Image Source - https://towardsdatascience.com/ensemble-learning-stacking-blending-voting-b37737c4f483

In [None]:
from sklearn.ensemble import VotingClassifier
clf1 = ExtraTreesClassifier()
clf2 = CatBoostClassifier(logging_level='Silent')
clf3 = RandomForestClassifier()
eclf1 = VotingClassifier(estimators=[('ExTrees', clf1), ('CatBoost', clf2), ('RF', clf3)], voting='soft')
eclf1.fit(X_train, y_train)
predictions = eclf1.predict(X_test)
print(classification_report(y_test, predictions))

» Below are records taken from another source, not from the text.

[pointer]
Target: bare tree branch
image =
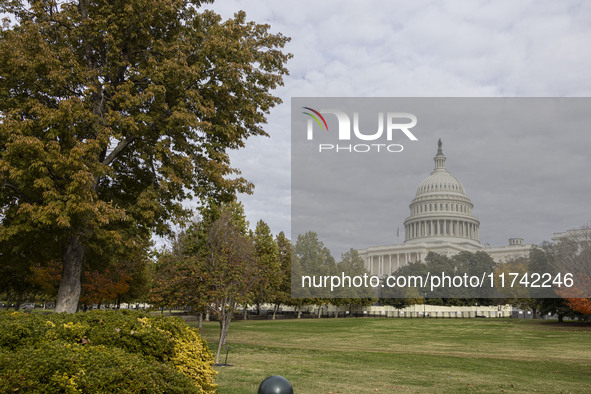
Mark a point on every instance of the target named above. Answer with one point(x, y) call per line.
point(109, 159)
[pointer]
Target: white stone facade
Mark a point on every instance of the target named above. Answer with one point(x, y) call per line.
point(440, 221)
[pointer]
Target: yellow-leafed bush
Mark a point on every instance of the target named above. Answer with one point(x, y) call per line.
point(102, 351)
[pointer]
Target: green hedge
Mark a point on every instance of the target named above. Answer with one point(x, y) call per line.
point(102, 351)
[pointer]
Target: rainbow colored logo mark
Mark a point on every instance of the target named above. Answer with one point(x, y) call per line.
point(315, 118)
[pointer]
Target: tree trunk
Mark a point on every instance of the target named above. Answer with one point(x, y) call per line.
point(69, 290)
point(225, 320)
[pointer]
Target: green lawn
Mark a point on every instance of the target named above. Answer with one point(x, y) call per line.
point(414, 355)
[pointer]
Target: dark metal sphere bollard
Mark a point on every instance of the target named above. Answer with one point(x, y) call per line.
point(275, 385)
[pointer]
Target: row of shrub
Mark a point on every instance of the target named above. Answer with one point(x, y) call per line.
point(102, 351)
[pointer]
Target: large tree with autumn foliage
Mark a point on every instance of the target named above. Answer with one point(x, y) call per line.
point(113, 112)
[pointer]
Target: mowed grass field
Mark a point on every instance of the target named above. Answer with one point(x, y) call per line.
point(370, 355)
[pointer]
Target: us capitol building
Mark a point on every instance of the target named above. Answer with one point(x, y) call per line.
point(440, 221)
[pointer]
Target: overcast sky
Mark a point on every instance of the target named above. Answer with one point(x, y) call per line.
point(437, 49)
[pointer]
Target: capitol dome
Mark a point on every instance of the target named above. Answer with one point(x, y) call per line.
point(441, 210)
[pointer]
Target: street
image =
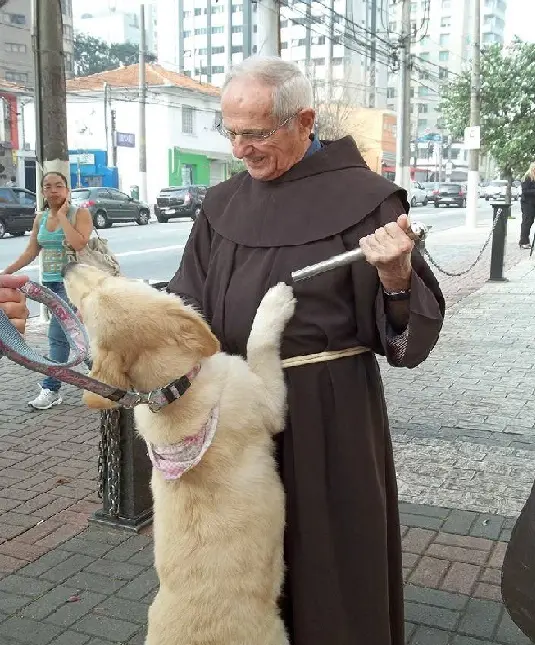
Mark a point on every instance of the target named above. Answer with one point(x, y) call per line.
point(154, 251)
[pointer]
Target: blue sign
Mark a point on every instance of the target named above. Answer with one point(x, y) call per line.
point(125, 140)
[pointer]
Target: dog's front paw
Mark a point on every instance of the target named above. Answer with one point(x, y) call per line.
point(278, 303)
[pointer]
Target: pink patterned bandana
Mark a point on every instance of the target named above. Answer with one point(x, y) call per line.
point(176, 459)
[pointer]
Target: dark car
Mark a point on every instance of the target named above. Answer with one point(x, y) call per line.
point(17, 211)
point(179, 201)
point(109, 206)
point(450, 194)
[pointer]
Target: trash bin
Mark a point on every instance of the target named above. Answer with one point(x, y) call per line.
point(124, 468)
point(501, 211)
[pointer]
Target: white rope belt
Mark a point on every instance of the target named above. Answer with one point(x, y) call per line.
point(322, 357)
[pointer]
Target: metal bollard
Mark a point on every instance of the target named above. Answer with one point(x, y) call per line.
point(502, 211)
point(124, 469)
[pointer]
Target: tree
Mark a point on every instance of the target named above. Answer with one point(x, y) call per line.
point(93, 55)
point(507, 106)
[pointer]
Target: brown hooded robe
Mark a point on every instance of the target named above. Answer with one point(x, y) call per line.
point(342, 547)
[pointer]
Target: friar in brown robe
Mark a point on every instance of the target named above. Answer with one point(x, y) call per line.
point(342, 548)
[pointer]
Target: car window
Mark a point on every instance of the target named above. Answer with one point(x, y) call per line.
point(117, 195)
point(6, 196)
point(80, 194)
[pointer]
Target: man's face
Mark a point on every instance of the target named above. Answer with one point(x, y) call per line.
point(247, 113)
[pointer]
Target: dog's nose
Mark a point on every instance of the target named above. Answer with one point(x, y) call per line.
point(67, 268)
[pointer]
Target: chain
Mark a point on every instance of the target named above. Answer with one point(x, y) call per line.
point(478, 258)
point(109, 461)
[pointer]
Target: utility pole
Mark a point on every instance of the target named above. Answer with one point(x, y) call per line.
point(51, 148)
point(403, 150)
point(475, 118)
point(267, 20)
point(142, 107)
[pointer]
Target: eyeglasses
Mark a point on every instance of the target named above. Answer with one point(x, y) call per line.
point(252, 136)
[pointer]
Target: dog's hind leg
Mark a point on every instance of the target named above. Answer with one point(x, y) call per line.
point(263, 347)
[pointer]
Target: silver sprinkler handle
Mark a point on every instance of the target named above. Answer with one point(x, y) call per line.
point(417, 233)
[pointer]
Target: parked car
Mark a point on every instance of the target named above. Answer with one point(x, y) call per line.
point(430, 187)
point(450, 194)
point(497, 189)
point(418, 195)
point(109, 205)
point(17, 211)
point(179, 201)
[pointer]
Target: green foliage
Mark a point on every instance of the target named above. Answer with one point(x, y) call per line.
point(92, 55)
point(507, 105)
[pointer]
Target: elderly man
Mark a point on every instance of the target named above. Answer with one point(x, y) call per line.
point(300, 201)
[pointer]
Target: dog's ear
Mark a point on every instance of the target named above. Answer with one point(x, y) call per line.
point(191, 331)
point(108, 367)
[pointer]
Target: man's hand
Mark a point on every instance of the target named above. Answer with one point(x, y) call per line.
point(12, 301)
point(389, 250)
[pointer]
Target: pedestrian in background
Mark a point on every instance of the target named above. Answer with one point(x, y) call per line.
point(527, 203)
point(58, 223)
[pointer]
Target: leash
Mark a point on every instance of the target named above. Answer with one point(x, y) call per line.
point(15, 348)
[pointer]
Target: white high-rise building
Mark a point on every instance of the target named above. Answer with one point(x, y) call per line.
point(330, 39)
point(441, 50)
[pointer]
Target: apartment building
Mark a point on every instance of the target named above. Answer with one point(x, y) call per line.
point(330, 39)
point(16, 58)
point(441, 49)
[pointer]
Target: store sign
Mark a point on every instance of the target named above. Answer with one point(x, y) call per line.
point(125, 140)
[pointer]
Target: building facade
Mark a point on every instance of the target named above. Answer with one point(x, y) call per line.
point(441, 49)
point(331, 40)
point(16, 59)
point(183, 145)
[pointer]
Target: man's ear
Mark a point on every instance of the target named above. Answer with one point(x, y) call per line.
point(108, 367)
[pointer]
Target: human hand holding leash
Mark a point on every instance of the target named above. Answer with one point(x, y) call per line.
point(389, 249)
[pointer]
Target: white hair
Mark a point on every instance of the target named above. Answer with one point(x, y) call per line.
point(292, 90)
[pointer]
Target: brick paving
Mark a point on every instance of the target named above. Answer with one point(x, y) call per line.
point(464, 439)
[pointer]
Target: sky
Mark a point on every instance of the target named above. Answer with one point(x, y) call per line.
point(520, 20)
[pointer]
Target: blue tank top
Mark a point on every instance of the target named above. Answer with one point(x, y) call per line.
point(53, 250)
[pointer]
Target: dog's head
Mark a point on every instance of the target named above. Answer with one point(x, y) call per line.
point(140, 338)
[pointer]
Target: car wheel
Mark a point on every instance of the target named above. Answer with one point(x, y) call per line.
point(101, 220)
point(144, 218)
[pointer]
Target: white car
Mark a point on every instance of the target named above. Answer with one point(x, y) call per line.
point(418, 194)
point(497, 189)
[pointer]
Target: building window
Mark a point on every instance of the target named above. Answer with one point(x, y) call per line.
point(16, 47)
point(14, 18)
point(16, 77)
point(188, 119)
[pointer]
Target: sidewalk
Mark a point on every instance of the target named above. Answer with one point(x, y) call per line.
point(464, 436)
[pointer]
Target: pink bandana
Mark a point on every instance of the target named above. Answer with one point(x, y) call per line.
point(176, 459)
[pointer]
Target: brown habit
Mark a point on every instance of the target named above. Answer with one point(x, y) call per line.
point(342, 548)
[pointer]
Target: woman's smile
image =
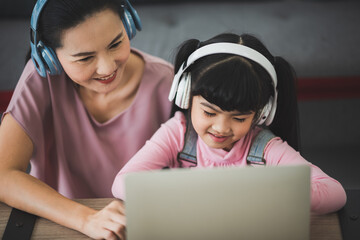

![hard](https://miro.medium.com/max/535/1*XnZwlg7Th3nga25sSlanJQ.jpeg)
Image Source - https://towardsdatascience.com/ensemble-learning-stacking-blending-voting-b37737c4f483

In [None]:
eclf2 = VotingClassifier(estimators=[('ExTrees', clf1), ('CatBoost', clf2), ('RF', clf3)], voting='hard')
eclf2.fit(X_train, y_train)
predictions = eclf2.predict(X_test)
print(classification_report(y_test, predictions))

In [None]:
from sklearn.model_selection import cross_val_score
c = []
c.append(cross_val_score(clf1,X_train,y_train,scoring='accuracy',cv=10).mean())
c.append(cross_val_score(clf2,X_train,y_train,scoring='accuracy',cv=10).mean())
c.append(cross_val_score(clf3,X_train,y_train,scoring='accuracy',cv=10).mean())
print(c)

### In short voting classifier instead allows the mixing of different classifiers adopting a majority vote to decide which class must be considered as the winning one during a prediction.